In Auschwitz, 15 Ukrainians fled the camp taking their weapons with them. In the following manhunt three German officers were shot. Soon after, all the Ukrainians in Auschwitz were dispersed to other KZs where it is presumed they were also shot.
Because the Ukrainian guards were so mistrusted they were not issued machine pistols. In Sobibór, the SS withdrew their ammunition on one occasion as they suspected treachery, a fact noticed by the Jews when planning their famous revolt.German fears of betrayal proved to be well-founded: on October 22,1943, while accompanying 30 Ukrainians from Sobibór to Trawniki by train, SS-Oberscharführer Herbert Floss was murdered by the guard, Wasil Hetmaniec, with his own machine-pistol, between Chelm and the village of Zawadowska. The other 25 guards escaped but were hunted down by the SS, arrested in Rejowiec, disarmed, manacled, and returned to Trawniki. Their fate is not known and can only be presumed.

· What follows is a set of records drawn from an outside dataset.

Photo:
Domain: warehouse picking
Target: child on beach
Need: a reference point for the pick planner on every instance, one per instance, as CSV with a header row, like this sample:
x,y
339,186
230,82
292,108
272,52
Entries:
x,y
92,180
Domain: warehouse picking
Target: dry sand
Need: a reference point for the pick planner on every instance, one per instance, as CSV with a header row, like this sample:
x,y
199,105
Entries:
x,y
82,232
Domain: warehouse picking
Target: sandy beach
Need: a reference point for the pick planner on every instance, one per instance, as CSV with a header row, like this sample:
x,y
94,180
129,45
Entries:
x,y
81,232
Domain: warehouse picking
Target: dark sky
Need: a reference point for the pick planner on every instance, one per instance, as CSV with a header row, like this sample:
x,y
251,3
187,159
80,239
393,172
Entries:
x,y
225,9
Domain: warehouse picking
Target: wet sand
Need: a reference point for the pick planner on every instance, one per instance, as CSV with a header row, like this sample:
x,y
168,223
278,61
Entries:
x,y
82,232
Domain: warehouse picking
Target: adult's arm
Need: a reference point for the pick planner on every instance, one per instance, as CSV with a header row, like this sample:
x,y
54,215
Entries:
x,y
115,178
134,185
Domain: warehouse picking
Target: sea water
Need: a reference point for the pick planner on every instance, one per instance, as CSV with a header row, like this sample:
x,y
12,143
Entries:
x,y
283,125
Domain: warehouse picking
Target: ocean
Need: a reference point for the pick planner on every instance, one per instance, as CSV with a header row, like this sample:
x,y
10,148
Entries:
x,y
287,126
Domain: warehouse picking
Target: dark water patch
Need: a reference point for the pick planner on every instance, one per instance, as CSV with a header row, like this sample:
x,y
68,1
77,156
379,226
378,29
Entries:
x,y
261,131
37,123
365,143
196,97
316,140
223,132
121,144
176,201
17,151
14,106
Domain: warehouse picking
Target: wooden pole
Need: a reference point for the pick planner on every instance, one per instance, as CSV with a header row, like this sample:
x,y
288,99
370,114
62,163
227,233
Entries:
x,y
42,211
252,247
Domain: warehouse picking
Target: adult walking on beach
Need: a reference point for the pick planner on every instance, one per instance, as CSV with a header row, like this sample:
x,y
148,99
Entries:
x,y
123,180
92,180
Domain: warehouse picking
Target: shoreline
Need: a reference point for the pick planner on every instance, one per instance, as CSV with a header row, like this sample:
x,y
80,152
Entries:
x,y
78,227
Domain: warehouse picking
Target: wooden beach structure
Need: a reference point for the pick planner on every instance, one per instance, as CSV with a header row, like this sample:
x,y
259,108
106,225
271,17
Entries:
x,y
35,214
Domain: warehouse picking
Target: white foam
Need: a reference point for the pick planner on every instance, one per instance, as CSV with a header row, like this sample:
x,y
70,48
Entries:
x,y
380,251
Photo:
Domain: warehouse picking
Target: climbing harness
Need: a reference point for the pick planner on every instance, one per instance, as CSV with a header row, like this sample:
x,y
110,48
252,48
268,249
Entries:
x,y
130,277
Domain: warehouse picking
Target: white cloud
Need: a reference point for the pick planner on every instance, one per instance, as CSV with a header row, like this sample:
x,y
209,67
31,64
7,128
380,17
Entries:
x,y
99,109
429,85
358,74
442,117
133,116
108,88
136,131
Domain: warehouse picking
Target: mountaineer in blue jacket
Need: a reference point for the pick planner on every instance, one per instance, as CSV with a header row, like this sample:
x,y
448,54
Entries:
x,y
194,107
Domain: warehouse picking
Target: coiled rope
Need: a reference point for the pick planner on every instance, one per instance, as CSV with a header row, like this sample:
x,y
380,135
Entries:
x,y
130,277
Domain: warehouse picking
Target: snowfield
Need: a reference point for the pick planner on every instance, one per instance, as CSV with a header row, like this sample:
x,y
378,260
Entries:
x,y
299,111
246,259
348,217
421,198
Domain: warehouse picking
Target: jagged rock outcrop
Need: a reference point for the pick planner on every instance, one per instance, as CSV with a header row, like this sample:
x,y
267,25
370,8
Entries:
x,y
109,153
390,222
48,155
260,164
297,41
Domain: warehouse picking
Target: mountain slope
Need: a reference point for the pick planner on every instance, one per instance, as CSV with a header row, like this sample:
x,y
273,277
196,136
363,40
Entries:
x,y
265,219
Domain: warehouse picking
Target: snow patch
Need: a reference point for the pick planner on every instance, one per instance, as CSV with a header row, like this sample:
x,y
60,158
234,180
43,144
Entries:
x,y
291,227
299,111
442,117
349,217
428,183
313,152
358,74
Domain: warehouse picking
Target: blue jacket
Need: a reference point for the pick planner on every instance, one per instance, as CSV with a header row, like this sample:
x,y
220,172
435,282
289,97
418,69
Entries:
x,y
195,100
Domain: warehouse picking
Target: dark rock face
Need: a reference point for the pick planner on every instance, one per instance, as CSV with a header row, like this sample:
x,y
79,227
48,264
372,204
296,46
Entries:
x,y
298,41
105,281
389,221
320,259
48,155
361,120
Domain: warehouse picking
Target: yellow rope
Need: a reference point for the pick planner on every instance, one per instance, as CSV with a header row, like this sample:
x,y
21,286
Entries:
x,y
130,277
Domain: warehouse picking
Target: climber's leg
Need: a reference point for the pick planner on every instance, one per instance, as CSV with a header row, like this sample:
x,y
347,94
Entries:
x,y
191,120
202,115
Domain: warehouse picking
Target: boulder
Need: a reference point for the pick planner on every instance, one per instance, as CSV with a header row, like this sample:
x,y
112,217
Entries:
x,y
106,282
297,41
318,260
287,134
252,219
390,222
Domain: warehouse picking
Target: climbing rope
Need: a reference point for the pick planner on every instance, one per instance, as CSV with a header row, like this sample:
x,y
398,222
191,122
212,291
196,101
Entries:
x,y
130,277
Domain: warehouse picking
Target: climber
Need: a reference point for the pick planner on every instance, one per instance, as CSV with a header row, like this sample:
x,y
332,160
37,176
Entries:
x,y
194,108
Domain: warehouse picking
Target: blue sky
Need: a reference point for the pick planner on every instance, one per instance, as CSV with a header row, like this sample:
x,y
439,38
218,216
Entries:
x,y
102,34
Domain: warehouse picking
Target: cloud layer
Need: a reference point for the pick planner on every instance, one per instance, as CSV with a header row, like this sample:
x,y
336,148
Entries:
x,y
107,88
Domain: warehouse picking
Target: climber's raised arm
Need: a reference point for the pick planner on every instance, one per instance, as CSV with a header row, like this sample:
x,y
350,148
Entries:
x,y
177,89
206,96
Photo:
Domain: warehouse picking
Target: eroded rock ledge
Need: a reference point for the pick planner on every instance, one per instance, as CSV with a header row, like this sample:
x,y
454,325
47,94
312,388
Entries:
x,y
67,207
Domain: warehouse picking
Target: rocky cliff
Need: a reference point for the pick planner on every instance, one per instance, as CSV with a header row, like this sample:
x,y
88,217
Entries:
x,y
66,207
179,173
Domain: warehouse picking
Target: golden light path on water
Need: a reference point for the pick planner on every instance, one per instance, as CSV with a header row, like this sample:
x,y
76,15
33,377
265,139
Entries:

On many occasions, Wirth, and later Hering, who replaced him as commandant August 1,1942, reacted to the excesses of these guards by beating, whipping and imprisoning them in a punishment bunker near the Kommandantur, where they remained for several days without food or water. The leadership, however, were pragmatists and in return for their collaboration, turned a blind-eye on some occasions to the corruption and thefts committed by the Ukrainians, but on other occasions, for serious breaches of security, the leadership did not hesitate to shoot them on the spot, or return them to Trawniki to be executed.Two Ukrainians who crossed Wirth by loose talk to outsiders were arrested, dressed in clothing bearing the Jewish yellow star, and then gassed with the victims on the next transport. This incident broke many of the watching Ukrainians, who cried out in despair.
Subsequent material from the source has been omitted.